六歲時市中心有一場芭蕾舞蹈演出,當時父母帶我去看了,演出很完美,站在台上的芭蕾舞演員就像一隻白天鵝一樣。

她很漂亮,我的目光一眼就被她吸引住了。

出了演出廳,我在門口攔住了她,我想讓她給我再跳一次白天鵝。

她很精致,穿著潔白的小裙子,我問她是不是童話中的小公主。

她高傲的揚起了腦袋,神氣的說,要請公主跳舞的話得說請字。

我穿著禮服,邀請她為我跳了支舞。

這之後的很多天,我天天來找她玩兒。

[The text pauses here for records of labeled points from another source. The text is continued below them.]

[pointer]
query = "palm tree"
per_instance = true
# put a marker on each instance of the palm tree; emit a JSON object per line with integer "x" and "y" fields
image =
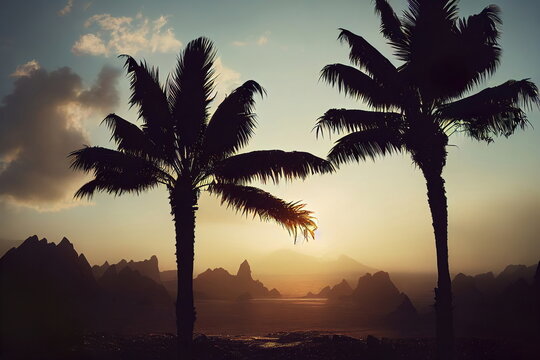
{"x": 185, "y": 149}
{"x": 419, "y": 104}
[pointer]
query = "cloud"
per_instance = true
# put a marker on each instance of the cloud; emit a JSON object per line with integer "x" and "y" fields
{"x": 41, "y": 121}
{"x": 66, "y": 9}
{"x": 26, "y": 69}
{"x": 126, "y": 35}
{"x": 260, "y": 41}
{"x": 90, "y": 44}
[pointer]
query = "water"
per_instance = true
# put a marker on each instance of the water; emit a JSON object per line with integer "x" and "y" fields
{"x": 263, "y": 316}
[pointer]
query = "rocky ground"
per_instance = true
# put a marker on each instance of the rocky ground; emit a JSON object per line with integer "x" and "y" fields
{"x": 295, "y": 345}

我帶她去我的學校,我給她看迎春花,給她看玉蘭花,那是我最喜歡的花。

那一個月的時間裏我幾乎天天來找她,我們倆無話不談,她是我交到的第一個朋友。

一個月的時間轉眼間過去,分別的日子很快到來,臨分別時,我十分舍不得,告訴了她我的名字。

我沒想到她的名字跟我的居然是一對。

我叫梁敬亭。

她叫許相看。

相看兩不厭,隻有敬亭山。

我們兩個似乎本就是一對。

分別的那天,我告訴她一定要記得來寧安市找我,一定要記得來找敬亭山。

不知道她聽進去了沒有,我隻知道我記了很久很久。

許相看,你千萬不要忘記梁敬亭。

……

我們一家三口幸福美滿的日子並沒有持續太久,在我八歲那年,家裏出現了變故。

父親在外執行任務,不幸犧牲。

偌大的家隻留下母親和我。

母親那段日子過得十分艱難,常常坐在床頭摸著父親的照片,一看就是一天。

家裏的親朋好友都勸母親趁著年輕再找一個,這樣的話,生活也過得下去,日子也不至於太艱難。

母親沒有說話,隻是說再等等,再等等。

我不知道母親是在等誰。

或許母親真的很愛父親吧,要不然的話,怎麽會有那麽多相親的人找上她,她看都不看一眼呢?

但是在我九歲的時候,母親又重新結婚了。

婚禮很倉促,但好在該有的儀式都有。

我當時有些懵懂,不過看母親眼裏的欣喜我也就開心了。

隻要母親過的好,我就滿意了。

那個男人叫梁承,是我的繼父,他和我親生父親的姓氏一樣,都是姓梁,這實在是個巧合。

我親生父親叫梁守國,是一位人民警察。

他也是我的驕傲。

繼父在和母親結婚後,待母親極好,看母親的眼神就像看待初戀一樣。

後來我才知道,原來並不是像看待初戀那樣,而是母親就是他的初戀,他也是母親的初戀。

父親是母親相親認識的。

在此之前母親的心裏一直裝著那個男人。

但執拗不過家裏人的說辭,母親還是跟相親的認識的父親結婚了。

母親拋棄了她的初戀。

但是母親的日記裏,在她心裏最深處裝的或許一直都是她的初戀。

不過在和父親在一起的那些年母親並沒有和她的初戀有過聯係,兩人之間的事情隻留在了高中時代,誰都沒有主動的去聯係對方。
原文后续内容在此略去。